Dr.Brown then discusses fairness in models and her work in the area. One problem with models is that they are often made by computer scientists with a computer science viewpoint. Opening up the process to different fields can help reduce problems and bias because they can have insights that computer scientists can’t see. Dr.Brown also emphasizes that we should do fairness checks before even fitting the model. It is necessary to study the problem to see if a model can be used and if so, what are the possible biases that we could be receiving from the data. She discusses how experts in the field have various different opinions on whether fair algorithms are possible. The three main ones are: If you accept to lose accuracy, you can improve fairness, it isn’t possible and shouldn’t be tried, still progress to made on improving algorithms.
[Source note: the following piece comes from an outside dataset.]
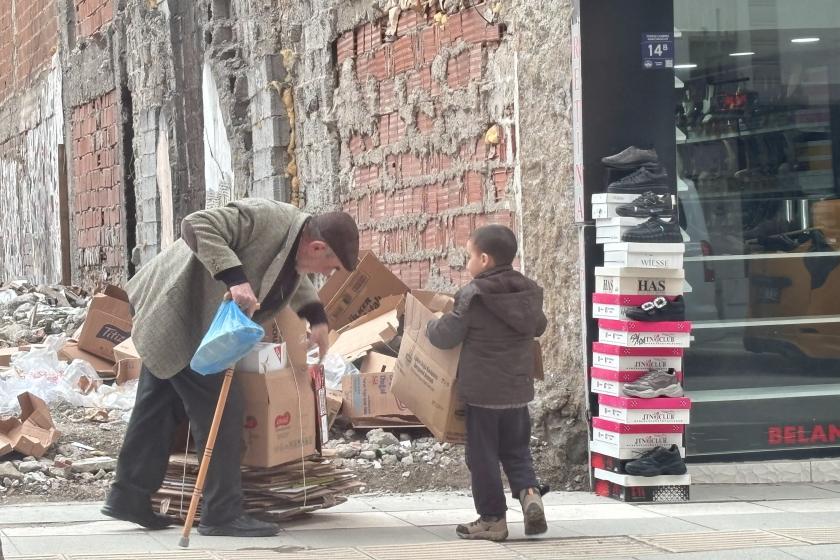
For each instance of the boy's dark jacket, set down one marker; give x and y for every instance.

Lastly, Dr.Brown discusses how because laws are slow to change to new technologies, we need a new methodology that encourages fairness.
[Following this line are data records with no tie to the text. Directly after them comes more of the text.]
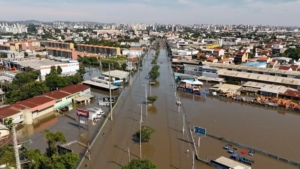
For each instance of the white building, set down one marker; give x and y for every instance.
(133, 52)
(15, 28)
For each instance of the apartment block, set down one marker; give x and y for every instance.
(102, 50)
(70, 54)
(61, 45)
My main takeaway from this talk was about the importance of a set workflow for data scientists and including fairness before model fitting. If that becomes a standard in the industry, we could hopefully reduce algorithmic bias before it gets implemented. I also found it interesting how she was able to construct other algorithms to test if an algorithm would be biased or not.

Discussion

As a man in computer science, I think it’s important for me to consider the inclusivity of the workplaces that I hope to join. It is partially priviledge that I don’t have to consider my own gender in the context of my career very often. This mostly comes from the unnerving truth that as a man, I will almost always be in the majority in this industry. Some of the facts in the book showed that the industry is way more male heavy than I believed and opened up my opinions of the industry. As someone who hopes to move up and eventually become a team leader, I need to be aware of how demographics impact peoples sense of belonging and inclusion. I also just found the talks interesting to listen to and contained some novel ideas about bias, data collection, and fairness that I hadn’t considered.